L'Usine Nouvelle. - Linkinvax a annoncé jeudi 10 février une levée de fonds d’amorçage de 4,35 millions d’euros. Vous aviez aussi obtenu des fonds de Bpifrance. De combien disposez-vous et quels sont les besoins de Linkinvax ?

André-Jacques Auberton-Hervé. - Il y a eu deux parties. La première provient du Programme d’investissements d’avenir (PIA) dans le cadre de la lutte contre le Covid-19. Nous avions postulé en décembre 2020, un mois après la création de Linkinvax - qui est un spin-off du laboratoire d'excellence Institut de recherche vaccinale (VRI) - et avons obtenu 31 millions d’euros de Bpifrance en août 2021, sous forme d’avances remboursables et de subventions.

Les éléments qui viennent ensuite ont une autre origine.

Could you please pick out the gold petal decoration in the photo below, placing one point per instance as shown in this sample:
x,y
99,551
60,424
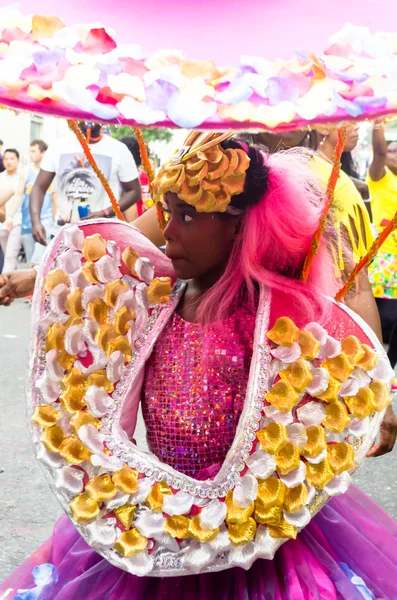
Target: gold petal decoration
x,y
241,533
339,367
283,530
73,450
369,360
295,498
159,290
94,247
125,514
271,492
73,303
316,441
84,508
235,514
332,391
98,310
273,437
200,534
340,457
45,415
113,290
55,337
156,496
337,417
54,278
282,396
351,346
129,257
130,542
284,332
126,480
101,488
288,458
298,374
177,526
362,404
319,475
382,394
52,438
121,319
309,345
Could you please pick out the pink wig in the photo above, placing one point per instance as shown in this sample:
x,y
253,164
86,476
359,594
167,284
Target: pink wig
x,y
272,243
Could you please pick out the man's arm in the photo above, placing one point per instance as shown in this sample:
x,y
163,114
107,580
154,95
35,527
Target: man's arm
x,y
43,182
377,168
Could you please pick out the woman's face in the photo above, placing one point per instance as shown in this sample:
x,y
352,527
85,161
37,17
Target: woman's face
x,y
197,243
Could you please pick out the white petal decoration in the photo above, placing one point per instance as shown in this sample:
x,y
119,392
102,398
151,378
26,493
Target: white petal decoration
x,y
178,504
298,519
48,391
242,556
330,348
144,486
317,459
141,564
287,354
359,427
114,251
245,491
98,401
261,464
274,414
70,261
311,413
297,434
101,533
107,269
58,298
150,523
383,371
74,340
319,384
317,331
338,485
92,292
295,477
69,481
266,545
115,366
213,515
54,370
198,556
118,500
144,269
73,237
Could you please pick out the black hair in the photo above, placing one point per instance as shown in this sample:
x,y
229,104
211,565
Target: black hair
x,y
131,142
13,152
257,175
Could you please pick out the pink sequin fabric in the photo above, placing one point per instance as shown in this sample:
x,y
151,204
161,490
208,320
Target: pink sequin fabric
x,y
195,386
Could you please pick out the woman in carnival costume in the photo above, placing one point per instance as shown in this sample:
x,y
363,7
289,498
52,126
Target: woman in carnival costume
x,y
260,395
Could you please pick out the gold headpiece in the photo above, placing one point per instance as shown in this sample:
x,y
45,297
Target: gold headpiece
x,y
202,174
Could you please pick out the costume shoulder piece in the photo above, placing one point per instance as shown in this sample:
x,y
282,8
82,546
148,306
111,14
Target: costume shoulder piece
x,y
315,399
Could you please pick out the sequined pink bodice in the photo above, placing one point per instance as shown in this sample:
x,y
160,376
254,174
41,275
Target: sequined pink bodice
x,y
194,391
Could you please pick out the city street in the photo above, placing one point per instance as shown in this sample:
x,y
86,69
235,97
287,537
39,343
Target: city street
x,y
28,508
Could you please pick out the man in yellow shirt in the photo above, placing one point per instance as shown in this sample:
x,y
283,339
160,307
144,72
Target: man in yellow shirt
x,y
382,183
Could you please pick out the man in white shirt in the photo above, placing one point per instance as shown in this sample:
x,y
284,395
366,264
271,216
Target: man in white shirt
x,y
77,183
10,230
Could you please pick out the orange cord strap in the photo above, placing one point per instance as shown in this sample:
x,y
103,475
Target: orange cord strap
x,y
327,206
390,227
80,136
147,167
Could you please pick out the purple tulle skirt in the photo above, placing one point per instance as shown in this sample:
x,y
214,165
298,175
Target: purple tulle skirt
x,y
351,538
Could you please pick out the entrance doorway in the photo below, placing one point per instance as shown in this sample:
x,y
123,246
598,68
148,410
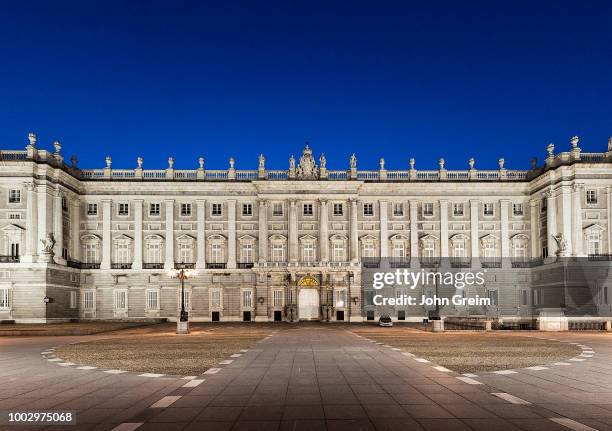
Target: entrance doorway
x,y
308,304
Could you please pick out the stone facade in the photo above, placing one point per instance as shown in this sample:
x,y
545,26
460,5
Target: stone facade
x,y
269,245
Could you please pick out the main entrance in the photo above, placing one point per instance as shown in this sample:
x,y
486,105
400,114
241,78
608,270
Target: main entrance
x,y
308,304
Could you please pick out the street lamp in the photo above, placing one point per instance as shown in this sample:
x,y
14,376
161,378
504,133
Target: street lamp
x,y
182,325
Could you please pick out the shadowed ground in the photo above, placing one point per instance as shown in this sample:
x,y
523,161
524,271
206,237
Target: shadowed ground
x,y
470,352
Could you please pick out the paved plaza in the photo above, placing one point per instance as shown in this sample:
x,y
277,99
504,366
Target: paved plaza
x,y
314,377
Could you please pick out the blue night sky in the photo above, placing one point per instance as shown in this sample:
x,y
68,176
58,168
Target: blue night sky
x,y
220,79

Aujourd’hui, ces 4,35 millions d’euros supplémentaires levés auprès d’investisseurs privés en Europe et aux Etats-Unis ne concernent pas que le Covid-19, mais l’ensemble de notre plan de développement. L’ambition de Linkinvax est de porter en phase clinique plusieurs vaccins contre plusieurs pathogènes dans le cadre d’une plateforme technologique très innovante ciblant les cellules dendritiques. Un vaccin, c’est un programme de 30 à 35 millions d’euros en moyenne, sur deux ans. Nous ciblons cinq produits dans les cinq ans, cela donne une idée des montants à lever.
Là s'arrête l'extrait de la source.